This question is a bit involved so thanks for your patience. After a lot of work I could show that each $b$ that satisfies this equation corresponds to another smaller integer say $s$ which satisfies the equation. here are the formulas for the solutions. $$t=s\pm\sqrt{2s^2+1}\tag{1}$$
$$x=3t\pm2\sqrt{2t^2-1}\tag{2}$$
$$y=\pm\sqrt{tx-1}\tag{3}$$
$$b=2x+y\tag{4}$$
$$a=3x+y\tag{5}$$ for nonzero $t$ and $x$. Let $x_+$ and $x_-$ denote the $x$ with the positive sign and negative sign respectively and define $y_+$ and $y_-$ similarly. Use the following rules: If you choose positive $t$ not $1$ you may choose any one of the $x$s, but you must choose $y_+$ if you take $x_+$. If $t=1$ you may take both $x$s and with $x_+$ you must choose only $y_+$. If you take $t$ positive and choose $x_-$ you must choose $y_-$, this last solution repeats the previous solutions but it generates one the others don't when $s=2$ , $t=5$ , $x_-=1$ , $y_-=-2$ , $b=0$ , $a=1$. There are similar rules for negative $t$ but they are just the negatives of the previous solutions. I (think) I could prove that no $s$ can lead to a $b=s$ since all solutions either get smaller or larger but the absolute value always increases except for the case I singled out which leads to $b=0$, which implies that this is the complete set of solutions. I noticed that the values of $b$ increase and at some point they reach a constant ratio which is roughly $\phi=93222358/15994428$ and I used this to derive the function $$f(x)=\phi^{\left(x-11\right)}93222358$$ which is extremely accurate at first and almost exact for $x\ge7$. It gives the $x$-th nonzero value of $b$ where the zeroth value is just $0$. Here's where it gets interesting, I noticed a pattern among the $a$s, that for nonzero even $x$, $a$ can be written in the form $a=c_1^2-1$ and for odd $x$, $a=\ c_2^2+1$. I checked this until $x=15$ and it holds. Also, another reason to believe that $a$ can't be a square is that while I was trying to prove Fermat's last theorem for $n=4$ (where this equation came up), I could reduce the proof to verifying that that no such $a$ can be a square. Of course, I'm a lot more interested now than when I first encountered the equation and I want to prove this pattern.
Best Answer
I think there is a MUCH more elementary way to solve this.

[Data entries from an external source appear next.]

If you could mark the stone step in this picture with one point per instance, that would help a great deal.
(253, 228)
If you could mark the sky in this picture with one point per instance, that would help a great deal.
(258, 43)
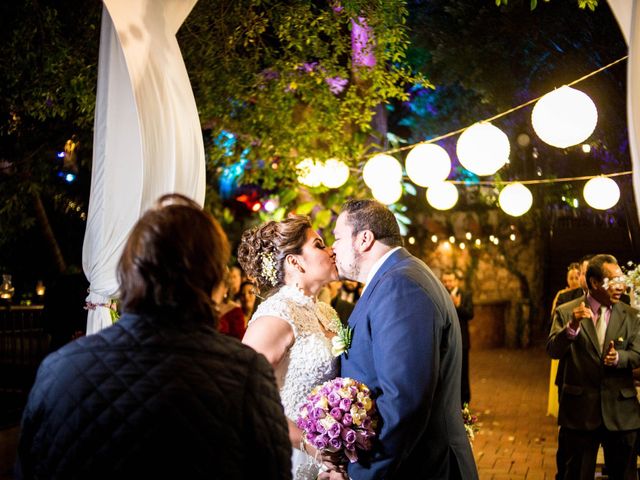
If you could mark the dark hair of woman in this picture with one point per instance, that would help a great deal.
(269, 244)
(175, 256)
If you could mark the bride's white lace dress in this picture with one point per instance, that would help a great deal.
(308, 362)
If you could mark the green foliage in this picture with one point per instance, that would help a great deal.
(48, 57)
(591, 4)
(259, 69)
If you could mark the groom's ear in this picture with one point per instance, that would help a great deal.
(364, 240)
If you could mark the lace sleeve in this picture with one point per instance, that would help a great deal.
(275, 306)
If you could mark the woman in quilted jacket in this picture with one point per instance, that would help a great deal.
(160, 394)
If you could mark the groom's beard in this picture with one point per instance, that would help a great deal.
(351, 271)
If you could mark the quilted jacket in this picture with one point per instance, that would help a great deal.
(154, 398)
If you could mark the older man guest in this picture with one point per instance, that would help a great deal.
(597, 339)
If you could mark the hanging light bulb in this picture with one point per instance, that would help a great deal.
(442, 195)
(427, 163)
(381, 169)
(483, 149)
(564, 117)
(515, 199)
(601, 193)
(335, 173)
(310, 172)
(387, 193)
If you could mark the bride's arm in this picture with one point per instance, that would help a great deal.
(272, 337)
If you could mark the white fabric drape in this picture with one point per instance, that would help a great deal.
(627, 13)
(147, 135)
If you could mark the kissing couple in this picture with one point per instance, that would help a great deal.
(406, 344)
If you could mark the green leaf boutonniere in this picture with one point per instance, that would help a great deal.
(341, 342)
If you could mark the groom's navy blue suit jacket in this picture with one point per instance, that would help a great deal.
(407, 349)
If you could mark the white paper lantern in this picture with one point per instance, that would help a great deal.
(564, 117)
(310, 172)
(381, 169)
(428, 163)
(601, 193)
(335, 173)
(387, 193)
(442, 195)
(515, 199)
(483, 149)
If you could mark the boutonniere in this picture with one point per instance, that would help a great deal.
(341, 342)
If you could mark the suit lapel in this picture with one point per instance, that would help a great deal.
(362, 302)
(616, 322)
(590, 330)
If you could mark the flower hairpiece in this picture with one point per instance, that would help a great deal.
(268, 268)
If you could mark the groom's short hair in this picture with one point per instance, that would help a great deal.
(374, 216)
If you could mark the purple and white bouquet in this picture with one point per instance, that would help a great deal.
(339, 416)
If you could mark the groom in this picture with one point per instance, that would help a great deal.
(406, 348)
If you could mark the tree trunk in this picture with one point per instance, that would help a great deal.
(50, 238)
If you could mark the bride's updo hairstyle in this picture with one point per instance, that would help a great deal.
(263, 249)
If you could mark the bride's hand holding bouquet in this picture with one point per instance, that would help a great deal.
(339, 419)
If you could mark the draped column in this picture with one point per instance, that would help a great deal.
(627, 12)
(147, 135)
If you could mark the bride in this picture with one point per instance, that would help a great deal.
(291, 263)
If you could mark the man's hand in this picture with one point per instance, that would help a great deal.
(611, 358)
(579, 313)
(457, 298)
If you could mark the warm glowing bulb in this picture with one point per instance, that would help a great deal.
(564, 117)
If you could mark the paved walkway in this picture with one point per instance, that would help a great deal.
(509, 394)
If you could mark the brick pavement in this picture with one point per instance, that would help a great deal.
(509, 394)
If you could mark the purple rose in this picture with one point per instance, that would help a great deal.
(336, 84)
(334, 399)
(321, 442)
(347, 419)
(309, 67)
(349, 436)
(345, 404)
(335, 443)
(334, 430)
(317, 413)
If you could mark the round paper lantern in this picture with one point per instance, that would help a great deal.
(515, 199)
(381, 169)
(483, 149)
(310, 172)
(427, 163)
(601, 193)
(564, 117)
(387, 193)
(442, 195)
(335, 173)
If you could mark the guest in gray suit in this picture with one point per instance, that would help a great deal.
(598, 340)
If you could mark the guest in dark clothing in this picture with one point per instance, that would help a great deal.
(463, 302)
(248, 299)
(231, 319)
(160, 394)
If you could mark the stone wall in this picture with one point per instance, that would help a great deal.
(505, 279)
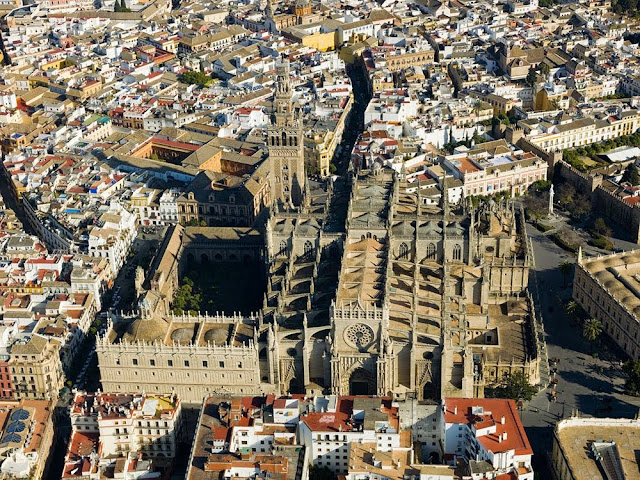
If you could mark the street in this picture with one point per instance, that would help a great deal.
(592, 386)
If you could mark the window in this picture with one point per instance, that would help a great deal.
(457, 252)
(308, 248)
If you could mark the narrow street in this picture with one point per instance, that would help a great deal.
(12, 202)
(355, 123)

Note that $a$ must be odd. So $a=2n+1$ for some integer $n$.
Solving $(2n+1)^2 = 1+2b^2$ gives $(2n^2+2n) = b^2$ which gives $2(n+1)n$ a perfect square.
This implies that if $n$ is even, then $n+1$ must be an odd square [indeed suppose $p^e$ divides $n+1$ for some odd prime $p$ and some positive integer $e$, then as $p$ does not divide $2(n+1)$ it follows that $e$ must be even] and thus $2n$ an even square $c^2$. So here $a=c^2+1$. And if $n$ is odd then $2(n+1)$ must be an even square $c^2$. So here $a=(2n+2) -1$ which is $c^2-1$.